Sierra nodded and squeezed Max's hand. She also squeezed back a tear in her eye.

"I don't trust anyone other than you," Max repeated what he had told her the day before.

"I trust Jonah and Synesius," Sierra said.

"I guess we have no choice," Max said. "We need their help. But I'm just saying that in the end, as the ultimate guardian of our lives and your plan, I trust only you."

Sierra squeezed his hand harder and put her head on his shoulder.

"What exactly is your strategy now, by the way?" Max asked. "Have you revised it in light of the past few days?"

"No," Sierra said. "I still think the only reliable way to get texts out of Alexandria is by putting the scrolls into our to robes and hand delivering them to the future. Even if we can rely on the robot's loyalty, we can't rely on her memory holding up across time."

"So each of us takes four or five scrolls – some of the lost Aristotle, some authors completely lost to our history – and we deliver them to Appleton in the 19th century," Max said.

[Carthage, 413 AD]

Augustine and Heron concluded their conversation in the windy harbor. "If you board this ship now, you will be cut off from any new information," Augustine said.

"I know," Heron replied, "this is one of the great limitations of your long age in which information did not yet move at the speed of Hermes – at the speed of lightning. But if I do not leave now, I risk missing the only opportunity I may have to intercept my scroll before it is transported to the future and the cornucopia of transmission devices that flourish there."

Augustine furrowed his brow. "I think I have yet to fully master the metaphysics of time travel. What does it matter when you embark, if you know the time to which you must travel in the past or the future?"

"You are correct in your understanding, in general," Heron replied. "But I have found from cruel experience that opportunities are better taken at the time in which they are first revealed.

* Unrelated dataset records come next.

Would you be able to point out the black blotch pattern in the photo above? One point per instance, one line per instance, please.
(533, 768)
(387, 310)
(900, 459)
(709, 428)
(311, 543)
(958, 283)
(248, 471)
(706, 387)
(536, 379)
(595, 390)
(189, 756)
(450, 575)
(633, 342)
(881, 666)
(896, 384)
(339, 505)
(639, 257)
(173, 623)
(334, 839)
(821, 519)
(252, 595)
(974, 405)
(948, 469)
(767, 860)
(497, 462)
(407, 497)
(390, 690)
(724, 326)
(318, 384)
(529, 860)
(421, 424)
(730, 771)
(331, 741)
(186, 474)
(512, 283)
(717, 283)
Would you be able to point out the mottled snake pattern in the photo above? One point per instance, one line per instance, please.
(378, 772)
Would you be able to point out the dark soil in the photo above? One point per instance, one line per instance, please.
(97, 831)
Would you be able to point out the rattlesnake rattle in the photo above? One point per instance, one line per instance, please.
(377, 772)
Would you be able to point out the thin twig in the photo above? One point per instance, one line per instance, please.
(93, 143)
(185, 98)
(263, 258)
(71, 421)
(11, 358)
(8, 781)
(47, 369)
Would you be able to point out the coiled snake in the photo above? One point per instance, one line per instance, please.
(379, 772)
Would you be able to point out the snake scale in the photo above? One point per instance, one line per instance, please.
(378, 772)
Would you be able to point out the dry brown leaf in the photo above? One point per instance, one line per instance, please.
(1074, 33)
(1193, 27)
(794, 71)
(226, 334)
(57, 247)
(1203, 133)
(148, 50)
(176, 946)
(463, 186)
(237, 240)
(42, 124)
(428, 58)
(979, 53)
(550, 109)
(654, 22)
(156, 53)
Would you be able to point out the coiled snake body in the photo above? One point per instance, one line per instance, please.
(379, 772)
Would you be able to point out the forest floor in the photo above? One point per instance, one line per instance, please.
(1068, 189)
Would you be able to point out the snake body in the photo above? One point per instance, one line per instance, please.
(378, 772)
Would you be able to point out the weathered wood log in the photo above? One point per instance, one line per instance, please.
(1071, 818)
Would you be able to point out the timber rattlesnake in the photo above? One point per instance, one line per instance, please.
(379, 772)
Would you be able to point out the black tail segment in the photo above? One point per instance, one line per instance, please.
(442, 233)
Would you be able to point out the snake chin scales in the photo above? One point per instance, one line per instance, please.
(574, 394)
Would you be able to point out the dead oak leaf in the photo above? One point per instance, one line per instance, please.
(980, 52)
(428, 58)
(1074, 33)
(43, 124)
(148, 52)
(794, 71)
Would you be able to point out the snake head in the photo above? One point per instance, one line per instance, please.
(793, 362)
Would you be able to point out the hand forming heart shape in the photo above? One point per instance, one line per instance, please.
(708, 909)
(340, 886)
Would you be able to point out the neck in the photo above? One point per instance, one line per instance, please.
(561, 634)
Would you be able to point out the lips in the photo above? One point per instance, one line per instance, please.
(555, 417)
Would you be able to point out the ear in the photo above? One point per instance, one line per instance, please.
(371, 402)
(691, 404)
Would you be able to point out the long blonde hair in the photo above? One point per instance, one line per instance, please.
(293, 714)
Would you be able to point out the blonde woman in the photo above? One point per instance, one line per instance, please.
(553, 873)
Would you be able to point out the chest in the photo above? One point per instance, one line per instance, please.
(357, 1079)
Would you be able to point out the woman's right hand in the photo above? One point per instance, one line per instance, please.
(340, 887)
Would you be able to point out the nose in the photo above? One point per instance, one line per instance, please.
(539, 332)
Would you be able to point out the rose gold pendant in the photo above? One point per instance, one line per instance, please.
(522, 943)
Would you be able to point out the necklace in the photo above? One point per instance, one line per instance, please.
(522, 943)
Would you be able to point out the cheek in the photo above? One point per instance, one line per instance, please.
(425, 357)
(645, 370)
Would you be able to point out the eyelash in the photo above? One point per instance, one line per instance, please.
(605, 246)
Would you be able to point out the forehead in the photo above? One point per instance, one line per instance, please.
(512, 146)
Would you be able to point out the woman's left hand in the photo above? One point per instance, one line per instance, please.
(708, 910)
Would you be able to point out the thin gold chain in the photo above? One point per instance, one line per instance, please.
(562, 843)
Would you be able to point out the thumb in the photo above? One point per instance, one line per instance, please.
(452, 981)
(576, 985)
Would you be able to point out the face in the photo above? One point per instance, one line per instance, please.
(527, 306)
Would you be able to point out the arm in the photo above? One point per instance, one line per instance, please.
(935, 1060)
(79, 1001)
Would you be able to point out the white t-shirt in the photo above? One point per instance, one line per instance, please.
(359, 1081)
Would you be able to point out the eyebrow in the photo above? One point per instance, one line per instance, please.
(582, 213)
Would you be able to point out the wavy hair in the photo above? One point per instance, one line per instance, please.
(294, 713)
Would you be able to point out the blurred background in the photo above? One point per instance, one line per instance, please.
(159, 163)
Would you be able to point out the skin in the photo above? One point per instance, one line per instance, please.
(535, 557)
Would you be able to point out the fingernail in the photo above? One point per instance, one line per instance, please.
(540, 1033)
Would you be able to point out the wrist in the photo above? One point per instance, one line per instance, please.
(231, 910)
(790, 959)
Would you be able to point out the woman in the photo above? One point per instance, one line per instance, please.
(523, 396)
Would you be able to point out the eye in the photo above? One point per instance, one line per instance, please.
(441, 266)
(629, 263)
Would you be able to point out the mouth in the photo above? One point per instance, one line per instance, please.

Delay can lead to complications from unforeseen factors. There is a saying attributed in the future to Brutus–"

"Julius Caesar's murderer?"

"Yes," Heron said. "'There is a tide in the affairs of men, which, taken at the flood, leads on to fortune; omitted, all the voyage of their life is bound in shallows and in miseries.'"

Augustine nodded. "Brutus in retrospect may have been more eloquent than the man in the flesh."

"Historians are in the business of embellishing history," Heron said. "Whereas I am in the business of attempting to actually improve it."

"Noble but dangerous," Augustine said, nodded his goodbye, and slowly walked away.

Heron regarded the receding bishop and briefly contemplated his important role in future history – it was worth tolerating his incessant criticism. Heron turned, called out to his legionaries on the ship, and boarded.

[Alexandria, 150 AD]

Max pointed to a figure walking towards them in the distance.

"It's just one person," Sierra said. "With your new combat prowess this shouldn't be much of a threat."